16:31gfxstrand: robclark: Yeah, if io-pagetable is your abstraction, I can see that being... tricky.
16:32gfxstrand: CPU and GPU make very different assumptions here
16:32robmur01: It's not that I don't want to per se, just that it would be fiddly since it's really not designed that way - the point was to abstract the details that callers shouldn't have to care about, so guessing how many pages a given mapping might need is probably far from straightforward
16:33robclark: it's all just code. it can be changed.. but seems fine to punt on that bit and just use GFP_NOWAIT to start
16:34robclark: robmur01: hand-wavey idea I had was that it should be possible to calculate an upper bound, and drm driver just makes sure there are at least that many pages in it's pool of pre-allocated pages in the sync part of the ioctl
16:34robclark: so doesn't need to be exact, just worst-case figure that io-pgtable hands back
16:45gfxstrand: Yeah, figuring out how many an allocation would need is fiddly. You can figure out a worst-case pretty easily if you know the page table structure. However, once you take various forms of hugepages into account, getting an exact count is impossible until you go to map. You can also end up increasing the PT count on unmap if you haven't reserved a worst-case amount if you unmap part of a hugepage.

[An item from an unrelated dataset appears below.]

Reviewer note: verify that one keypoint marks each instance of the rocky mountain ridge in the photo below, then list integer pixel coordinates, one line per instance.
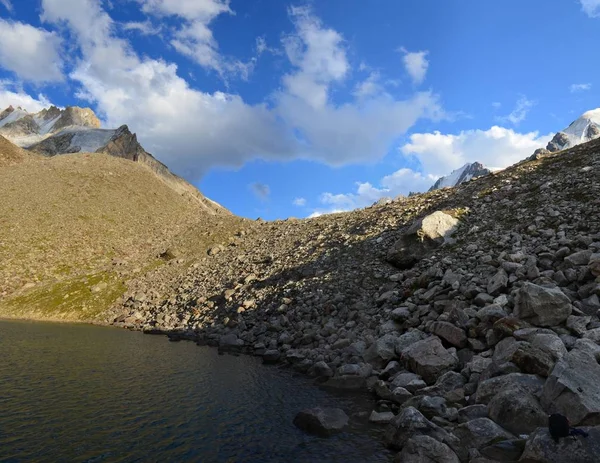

16:48robclark: right.. but at the cost of wasting some small # of pages I think it should be doable to just ensure there is always a worst-case amount available.. ie in the unmap path you can split at most two huge pages so just need that # of spare pages around
16:53eric_engestrom: DavidHeidelberg[m]: feature request for ci_run_n_monitor: ability to pass `--pipeline 123` instead of `--rev $sha`, for when it fails to find the pipeline (or picks the wrong one) :)
16:58danvet: bbrezillon, does this mean the job fails when userspace would have legitimately expected it to succeed?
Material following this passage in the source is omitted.